Imam Eli memberi petunjuk dan kalimat yang benar untuk Samuel: Bersabdalah ya Tuhan, hamba-Mu mendengarkan. Rumusan itu, tidak diubah sedikitpun oleh Samuel. Di sini jelas bagi kita bahwa ada tingkatan dalam respon manusia terhadap panggilan Tuhan. Jawaban Panggilan yang benar harus sampai pada tingkat mendengarkan.  Itulah yang terjadi dalam kisah panggilan Samuel. Kita semua juga merupakan orang yang setiap saat dipanggil Tuhan karena Tuhan setia memanggil. Panggilan itu bukan soalnya pada Tuhan, tetapi soalnya ada pada jawaban manusia. Jawaban itu terukur dalam kualitasnya apakah hanya sekadar mendengar atau sudah sampai pada pilihan mendengarkan.

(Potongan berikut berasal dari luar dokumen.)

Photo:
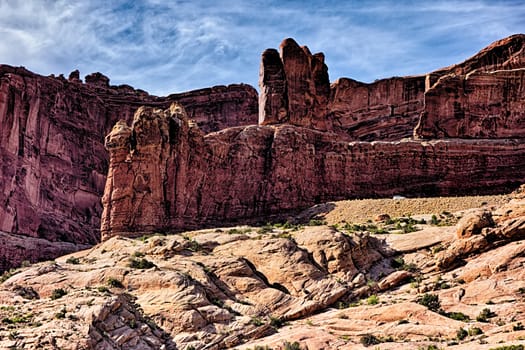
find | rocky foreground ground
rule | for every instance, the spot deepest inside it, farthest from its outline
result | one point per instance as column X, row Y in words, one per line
column 420, row 282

Dalam konteks panggilan Sameul mendengarkan bukan lagi perkara telinga tetapi sudah menyentuh ranah hati untuk menentukan keputusan dan pilihan. Samuel dipanggil dalam kondisi tidur tetapi ia mendengarkan. Itu artinya ada model tidur yang memberi peluang untuk dipanggil Tuhan. Dan itu tidur yang model apa? Tidur sungguhan atau tidur-tiduran? Mata tertutup tidak selalu berarti tidur, mata terbuka tidak selalu berarti terjaga karena ada yang matanya tertutup tetapi hatinya tetap bangun dan ada yang mata terbuka tetapi sesungguhnya ia tidur.

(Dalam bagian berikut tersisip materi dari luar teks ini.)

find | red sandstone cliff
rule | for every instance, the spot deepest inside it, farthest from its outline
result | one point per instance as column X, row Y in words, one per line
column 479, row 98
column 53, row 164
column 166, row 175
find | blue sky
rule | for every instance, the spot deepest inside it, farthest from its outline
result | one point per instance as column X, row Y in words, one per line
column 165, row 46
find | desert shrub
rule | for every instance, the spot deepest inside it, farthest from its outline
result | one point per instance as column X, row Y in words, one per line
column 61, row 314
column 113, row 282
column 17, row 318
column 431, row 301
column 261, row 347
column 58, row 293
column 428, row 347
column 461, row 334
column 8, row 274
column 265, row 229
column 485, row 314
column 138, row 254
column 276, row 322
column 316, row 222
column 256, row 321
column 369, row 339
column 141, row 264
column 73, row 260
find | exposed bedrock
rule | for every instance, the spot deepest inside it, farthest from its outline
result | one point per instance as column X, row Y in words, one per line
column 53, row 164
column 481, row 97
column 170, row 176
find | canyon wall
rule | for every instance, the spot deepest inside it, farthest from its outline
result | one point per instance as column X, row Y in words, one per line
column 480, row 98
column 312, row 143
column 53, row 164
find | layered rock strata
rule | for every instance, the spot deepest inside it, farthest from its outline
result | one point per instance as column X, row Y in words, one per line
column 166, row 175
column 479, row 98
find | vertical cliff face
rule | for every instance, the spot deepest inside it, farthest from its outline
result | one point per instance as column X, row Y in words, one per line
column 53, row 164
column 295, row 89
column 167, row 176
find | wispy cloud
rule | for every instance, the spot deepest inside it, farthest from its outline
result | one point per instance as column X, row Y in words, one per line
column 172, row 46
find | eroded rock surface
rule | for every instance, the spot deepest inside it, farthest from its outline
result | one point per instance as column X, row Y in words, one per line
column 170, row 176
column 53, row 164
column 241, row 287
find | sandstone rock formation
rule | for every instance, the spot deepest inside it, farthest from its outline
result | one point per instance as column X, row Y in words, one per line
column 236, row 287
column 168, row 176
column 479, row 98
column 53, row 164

Dalam ungkapan populer ada perbedaan makna antara ungkapan toko wela wa dan wela eta toko wa. Samuel tergolong penganut aliran toko wela wa. Secara fisik tubuhnya melintang mata tertutup tapi telinga dan hati terus terbuka. Lain halnya dengan mereka yang menganut filosofi wela eta toko wa, fisiknya berdiri tegak mata terbuka tetapi telinga dan hatinya tertidur. Para pendukung filosofi wela eta toko wa biasanya mengatakan dirinya tidak pernah dipanggil. Dia mempersoalkan Tuhan yang memanggil dan bukan dirinya yang harus memberi jawaban setelah mendengarkan.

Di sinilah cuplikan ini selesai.